Lucy is sure there are wolves in the walls. She can hear them at night, prowling and carousing. So she tells her mother.

“‘I’m sure it’s not wolves,’ said her mother. ‘For you know what they say… If the wolves come out of the walls, then it’s all over.”What’s all over?’ asked Lucy.

‘It,’ said her mother. ‘Everybody knows that.'”

Eventually, of course, and in an exuberant splash page, the wolves come out of the walls. But it’s not all over. Not by a long shot.

The Wolves in the Walls is exactly what one would expect from a picture book written by Neil Gaiman and illustrated by Dave McKean: a charmingly surreal trifle full of dream-logic twists and rhymes begging to be read aloud, featuring unexpected appearances by strange people and rowdy wolves, and all of it seen through the eyes of a small but determined girl who could be Coraline‘s little sister.

While Gaiman has been criticized for writing passive protagonists, from his Sandman cycle, in which Morpheus is often only a peripheral character, to the nonentity Shadow in American Gods, this only seems to apply to his male characters. From Death to Delirium to Coraline, his female protagonists seize the stage and make things happen. Lucy is no exception. She’s believable as a very young child who’s devoted to her pig puppet, and equally believable when she decides not to let the wolves drive her out of her house.

Dave McKean employs a art shop worth of media to create the illustrations, from photographic collages to line drawings to cubist paintings. His anything-goes style creates moods which turn on a page from raucous to tender to nightmarish.
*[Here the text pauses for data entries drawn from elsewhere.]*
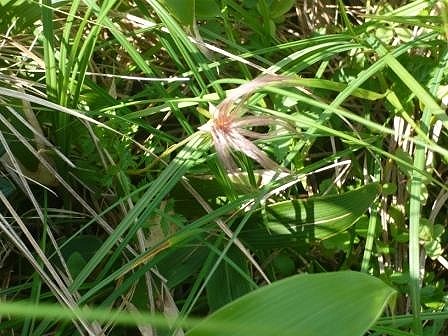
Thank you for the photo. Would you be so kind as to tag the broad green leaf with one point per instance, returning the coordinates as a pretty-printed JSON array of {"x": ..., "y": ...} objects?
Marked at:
[
  {"x": 205, "y": 9},
  {"x": 316, "y": 218},
  {"x": 336, "y": 304},
  {"x": 280, "y": 7}
]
The Wolves in the Walls is a light and funny fable, similar to Gaiman and McKean’s other picture-book, The Day I Swapped My Dad For Two Goldfish. Don’t look here for the archetypal power or eeriness of Coraline. This comic nightmare plays upon the midnight fear of noises in the walls, and the anytime fear, familiar to college roommates and parents of teenage children, of people invading your house and messing with your stuff. But where Coraline’s Other Mother was genuinely disturbing, the wolves are only a nuisance. There’s nothing scary enough in The Wolves in the Walls to prevent it from becoming a much-requested bedtime read. It made me wish I had a child, so I could request it myself.